What are the pros/cons in using pd.Index vs df.loc
What is the difference between using pd.Index
vs df.loc
? Is it effectively the same thing?
idx = pd.Index(('a', 'b'))
df = pd.DataFrame({'a': [0, 1], 'b': [2, 3], 'c': [0, 5]})
print(df.loc[:, ('a', 'b')],)
print(df[idx])
a | b | |
---|---|---|
0 | 0 | 2 |
1 | 1 | 3 |
How loc
is the preferred method is described in the documentation.
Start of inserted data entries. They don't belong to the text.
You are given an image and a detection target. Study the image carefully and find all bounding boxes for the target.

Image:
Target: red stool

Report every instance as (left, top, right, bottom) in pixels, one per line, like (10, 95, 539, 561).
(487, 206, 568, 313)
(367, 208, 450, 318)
Using multiple slices can lead to a SettingWithCopyWarning
:
idx = ['a', 'b']
d = df[idx]
d.iloc[0,0] = 9
SettingWithCopyWarning:
A value is trying to be set on a copy of a slice from a DataFrame
See the caveats in the documentation: https://pandas.pydata.org/pandas-docs/stable/user_guide/indexing.html#returning-a-view-versus-a-copy
In contrast, using loc
doesn't trigger the SettingWithCopyWarning
:
idx = ['a', 'b']
d = df.loc[:,idx]
d.iloc[0,0] = 9
Of note, loc
also enables you to pass a specific axis as parameter:
df.loc(axis=1)[idx]
When you do loc
, you can do with index slice and columns slice or combine, however pd.index
can only do for column slice
df.loc[[0]]
a b c
0 0 2 0
df.loc[[0],['a','b']]
a b
0 0 2
IMO, loc
is more flexible to using, and I will select loc
which will more clear for the long run or check back stage.